Nearly 60 percent of initial public offerings in 2011, 2012 and 2013 on the U.S. markets used at least one non-GAAP financial measure in their financial statements, according to a new study by PricewaterhouseCoopers.
PwC analyzed more than 400 IPOs and found that many of those filings focus on earnings before interest, taxes, depreciation and amortization.
The report, How non-GAAP Measures Can Impact Your IPO, includes findings from an analysis of over 400 IPOs completed between 2011 and 2013 to provide a detailed look at the various types of non-GAAP measures used over that period.
“Management teams, investors, regulators and ratings agencies are keenly focused on NGMs and how they are being used by new equity issuers,” said PwC’s U.S. Capital Markets leader Neil Dhar in a statement. “As companies prepare for an IPO, among the many choices they must make is how to utilize NGMs in their filings and in their communications with potential investors. NGMs provide meaningful insight into a company’s liquidity, cash flow, and operating performance and using the right NGMs can help new issuers highlight key facts and circumstances to positively position themselves to the investment community.”
PwC’s research showed that adjusted EBITDA NGMs appeared in 46 percent of reviewed filings. Of those, over 70 percent included an adjustment for stock, share or other equity based compensation. Other common EBITDA adjustments related to impairment (33 percent), acquisition (20 percent), and restructuring & reorganization impacts (15 percent). PwC also identified a wide diversity in EBITDA adjustments made by companies, noting that 80 percent of the filings included at least one unique adjustment, which ranged from management fees to accretion charges, to income or losses from discontinued operations.

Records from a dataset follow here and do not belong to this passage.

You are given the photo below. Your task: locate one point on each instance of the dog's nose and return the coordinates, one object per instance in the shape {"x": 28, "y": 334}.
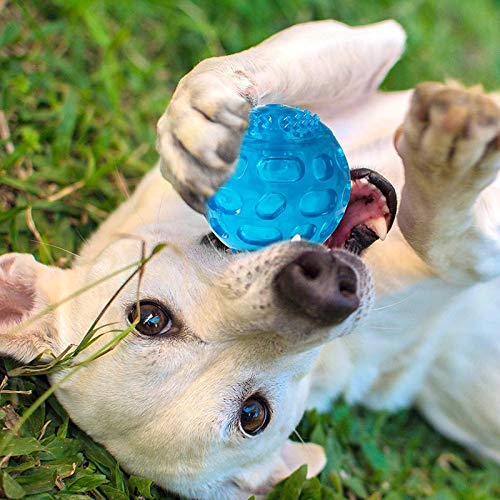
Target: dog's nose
{"x": 319, "y": 285}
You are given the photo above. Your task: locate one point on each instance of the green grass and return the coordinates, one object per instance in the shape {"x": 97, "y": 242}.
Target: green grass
{"x": 82, "y": 84}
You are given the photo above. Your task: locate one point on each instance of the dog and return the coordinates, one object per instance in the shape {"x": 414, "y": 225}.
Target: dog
{"x": 229, "y": 349}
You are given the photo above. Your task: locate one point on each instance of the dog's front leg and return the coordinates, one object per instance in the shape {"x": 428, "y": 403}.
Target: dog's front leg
{"x": 450, "y": 206}
{"x": 199, "y": 135}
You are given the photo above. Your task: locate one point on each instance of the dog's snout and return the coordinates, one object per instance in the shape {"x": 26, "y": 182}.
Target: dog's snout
{"x": 319, "y": 285}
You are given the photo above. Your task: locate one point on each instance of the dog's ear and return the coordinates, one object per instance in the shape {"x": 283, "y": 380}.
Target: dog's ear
{"x": 27, "y": 291}
{"x": 292, "y": 455}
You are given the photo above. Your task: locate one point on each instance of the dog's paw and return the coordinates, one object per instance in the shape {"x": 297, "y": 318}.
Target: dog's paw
{"x": 200, "y": 133}
{"x": 450, "y": 140}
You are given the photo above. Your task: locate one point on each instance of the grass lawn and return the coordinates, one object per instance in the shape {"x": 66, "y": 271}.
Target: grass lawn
{"x": 82, "y": 84}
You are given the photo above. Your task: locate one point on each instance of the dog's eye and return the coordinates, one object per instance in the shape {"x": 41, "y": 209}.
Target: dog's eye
{"x": 254, "y": 416}
{"x": 153, "y": 318}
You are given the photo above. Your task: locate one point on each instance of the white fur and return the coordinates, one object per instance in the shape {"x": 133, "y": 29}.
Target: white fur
{"x": 163, "y": 408}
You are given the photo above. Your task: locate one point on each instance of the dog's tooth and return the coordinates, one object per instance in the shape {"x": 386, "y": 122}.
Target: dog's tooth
{"x": 379, "y": 226}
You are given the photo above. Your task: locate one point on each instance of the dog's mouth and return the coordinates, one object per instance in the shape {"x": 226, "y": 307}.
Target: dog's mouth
{"x": 369, "y": 215}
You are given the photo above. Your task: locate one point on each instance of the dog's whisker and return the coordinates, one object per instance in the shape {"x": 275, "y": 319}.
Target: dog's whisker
{"x": 58, "y": 248}
{"x": 388, "y": 306}
{"x": 296, "y": 432}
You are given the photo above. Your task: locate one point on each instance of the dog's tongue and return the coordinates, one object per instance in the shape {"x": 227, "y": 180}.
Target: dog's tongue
{"x": 369, "y": 214}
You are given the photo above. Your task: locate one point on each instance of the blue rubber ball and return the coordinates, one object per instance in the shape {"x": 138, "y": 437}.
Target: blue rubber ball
{"x": 292, "y": 177}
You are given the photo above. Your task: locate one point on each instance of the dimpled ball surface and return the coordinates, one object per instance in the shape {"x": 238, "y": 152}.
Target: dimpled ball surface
{"x": 292, "y": 178}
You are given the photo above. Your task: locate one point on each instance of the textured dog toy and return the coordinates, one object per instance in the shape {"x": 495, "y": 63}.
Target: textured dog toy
{"x": 292, "y": 178}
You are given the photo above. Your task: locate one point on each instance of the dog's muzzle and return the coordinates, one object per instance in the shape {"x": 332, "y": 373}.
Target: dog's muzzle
{"x": 319, "y": 285}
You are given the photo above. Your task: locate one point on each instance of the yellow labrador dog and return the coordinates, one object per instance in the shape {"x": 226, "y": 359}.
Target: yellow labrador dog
{"x": 231, "y": 348}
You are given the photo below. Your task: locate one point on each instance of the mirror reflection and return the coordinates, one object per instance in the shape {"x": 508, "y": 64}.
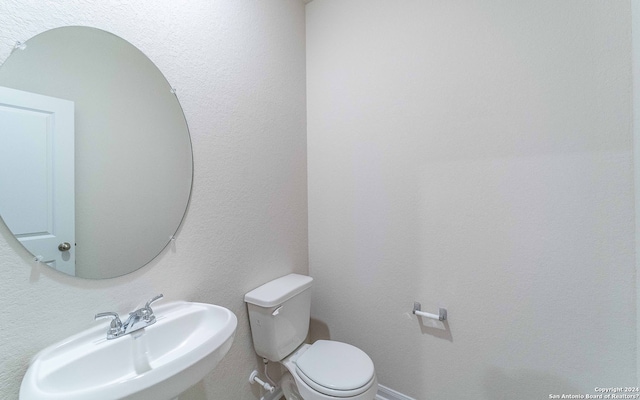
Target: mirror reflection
{"x": 94, "y": 142}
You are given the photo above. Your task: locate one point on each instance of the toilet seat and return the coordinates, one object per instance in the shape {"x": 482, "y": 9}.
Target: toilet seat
{"x": 336, "y": 369}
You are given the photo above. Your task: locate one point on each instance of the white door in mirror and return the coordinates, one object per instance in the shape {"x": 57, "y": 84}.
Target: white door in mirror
{"x": 37, "y": 200}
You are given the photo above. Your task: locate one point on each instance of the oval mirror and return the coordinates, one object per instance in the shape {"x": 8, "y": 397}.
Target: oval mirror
{"x": 96, "y": 155}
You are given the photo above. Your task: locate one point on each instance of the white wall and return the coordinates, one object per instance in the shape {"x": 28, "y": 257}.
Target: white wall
{"x": 478, "y": 156}
{"x": 239, "y": 68}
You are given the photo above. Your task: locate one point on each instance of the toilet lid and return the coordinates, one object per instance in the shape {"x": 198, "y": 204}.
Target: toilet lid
{"x": 335, "y": 368}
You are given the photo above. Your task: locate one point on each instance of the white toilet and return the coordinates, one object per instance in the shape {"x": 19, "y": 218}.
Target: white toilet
{"x": 279, "y": 315}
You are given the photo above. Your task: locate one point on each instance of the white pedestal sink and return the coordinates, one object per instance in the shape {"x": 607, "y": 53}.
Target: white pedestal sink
{"x": 157, "y": 362}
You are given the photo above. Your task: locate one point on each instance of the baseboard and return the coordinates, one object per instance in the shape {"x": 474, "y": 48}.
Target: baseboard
{"x": 384, "y": 393}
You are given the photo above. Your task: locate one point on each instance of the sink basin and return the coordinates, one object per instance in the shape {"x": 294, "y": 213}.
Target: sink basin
{"x": 157, "y": 362}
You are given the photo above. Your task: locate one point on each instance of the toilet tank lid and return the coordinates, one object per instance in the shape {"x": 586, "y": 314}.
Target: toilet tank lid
{"x": 278, "y": 290}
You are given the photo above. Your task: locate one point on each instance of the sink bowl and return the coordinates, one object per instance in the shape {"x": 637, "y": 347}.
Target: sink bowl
{"x": 157, "y": 362}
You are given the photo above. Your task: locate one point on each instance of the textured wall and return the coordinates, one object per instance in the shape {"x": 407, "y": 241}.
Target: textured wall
{"x": 239, "y": 68}
{"x": 476, "y": 155}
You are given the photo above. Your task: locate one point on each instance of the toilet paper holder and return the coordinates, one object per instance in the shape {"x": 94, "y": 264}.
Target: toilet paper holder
{"x": 441, "y": 316}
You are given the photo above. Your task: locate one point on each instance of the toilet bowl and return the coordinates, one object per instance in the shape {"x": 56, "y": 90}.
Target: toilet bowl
{"x": 279, "y": 314}
{"x": 328, "y": 370}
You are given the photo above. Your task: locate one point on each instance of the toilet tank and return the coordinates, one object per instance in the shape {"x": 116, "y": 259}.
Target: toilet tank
{"x": 279, "y": 315}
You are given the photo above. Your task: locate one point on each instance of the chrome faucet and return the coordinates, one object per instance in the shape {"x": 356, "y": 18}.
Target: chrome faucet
{"x": 137, "y": 320}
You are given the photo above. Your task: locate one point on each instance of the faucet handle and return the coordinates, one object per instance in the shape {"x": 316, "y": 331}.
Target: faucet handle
{"x": 147, "y": 311}
{"x": 115, "y": 329}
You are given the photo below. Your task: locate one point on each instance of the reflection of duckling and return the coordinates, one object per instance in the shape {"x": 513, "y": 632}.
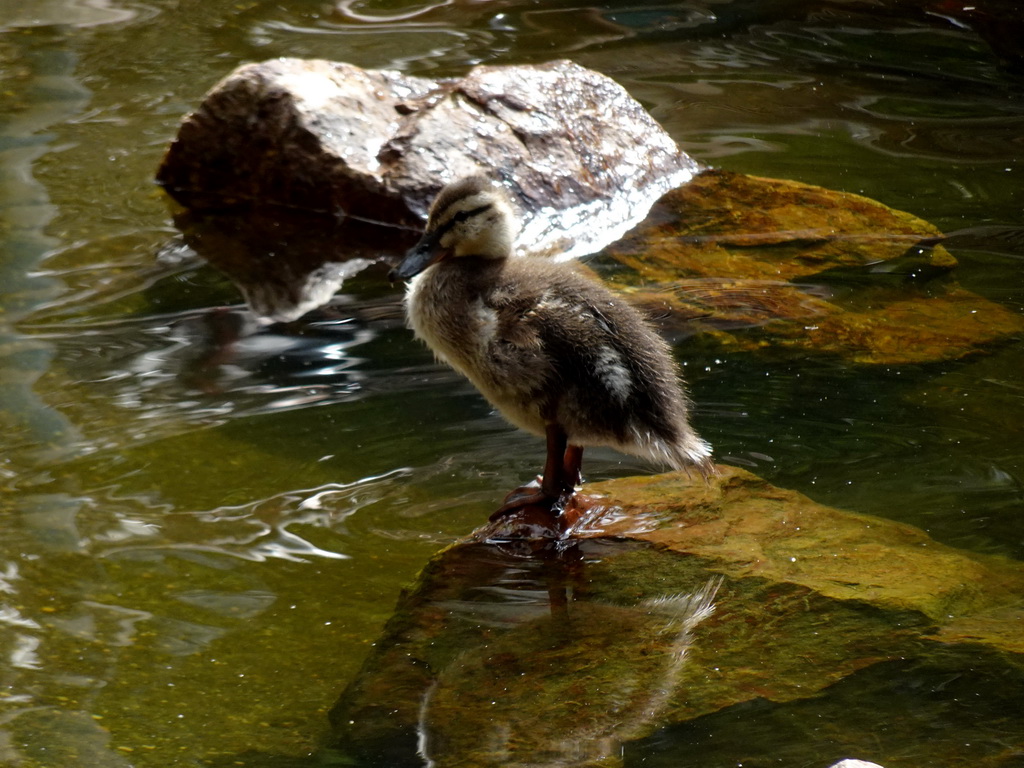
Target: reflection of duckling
{"x": 552, "y": 349}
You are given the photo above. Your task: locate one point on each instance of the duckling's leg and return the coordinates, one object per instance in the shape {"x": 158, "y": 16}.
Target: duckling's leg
{"x": 553, "y": 481}
{"x": 571, "y": 473}
{"x": 561, "y": 471}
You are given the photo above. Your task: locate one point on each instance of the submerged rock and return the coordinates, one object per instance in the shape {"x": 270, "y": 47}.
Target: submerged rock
{"x": 584, "y": 160}
{"x": 504, "y": 655}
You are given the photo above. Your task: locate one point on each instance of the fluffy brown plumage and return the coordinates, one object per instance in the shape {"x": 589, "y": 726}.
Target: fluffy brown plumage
{"x": 555, "y": 351}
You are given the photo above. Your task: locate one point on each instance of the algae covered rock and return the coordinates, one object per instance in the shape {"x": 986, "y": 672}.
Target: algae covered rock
{"x": 769, "y": 264}
{"x": 507, "y": 654}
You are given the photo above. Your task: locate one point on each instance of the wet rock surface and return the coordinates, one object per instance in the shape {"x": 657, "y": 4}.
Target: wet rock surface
{"x": 772, "y": 265}
{"x": 584, "y": 160}
{"x": 509, "y": 654}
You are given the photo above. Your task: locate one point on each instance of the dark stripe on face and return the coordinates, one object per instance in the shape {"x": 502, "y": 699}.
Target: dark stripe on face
{"x": 460, "y": 217}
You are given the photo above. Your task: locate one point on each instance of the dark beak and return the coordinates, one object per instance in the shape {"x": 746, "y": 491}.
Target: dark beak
{"x": 428, "y": 251}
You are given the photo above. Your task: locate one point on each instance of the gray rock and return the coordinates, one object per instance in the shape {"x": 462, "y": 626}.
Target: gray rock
{"x": 584, "y": 159}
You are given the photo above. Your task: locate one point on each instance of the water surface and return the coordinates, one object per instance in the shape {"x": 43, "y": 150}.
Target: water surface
{"x": 201, "y": 545}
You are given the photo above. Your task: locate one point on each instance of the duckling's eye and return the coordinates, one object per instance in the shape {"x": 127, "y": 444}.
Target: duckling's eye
{"x": 466, "y": 215}
{"x": 460, "y": 217}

Adjustments to EBITDA can be determined at the discretion of the company, the report noted, and can vary significantly from organization to organization, impacting comparability between companies and industries. The research also showed how some industries have developed other common NGMs in addition to or as a replacement for Adjusted EBITDA, including the asset management, banking & capital markets and entertainment, media and communications sectors.
After Adjusted EBITDA, other common NGMs in the financial statements analyzed included EBITDA (19 percent), adjusted net income (9 percent), free cash flow (4 percent) and adjusted gross profits (4 percent).
“Companies should be ready to enter the IPO markets while the window is open and having their financial reporting in order from the start is a key factor in the process,” said PwC's U.S. Public Offerings leader Mike Gould. “While NGMs are a key tool for companies planning to enter the public market, it is a complex process that must be thought through objectively to avoid potential missteps, unanticipated costs and delays in their offerings.”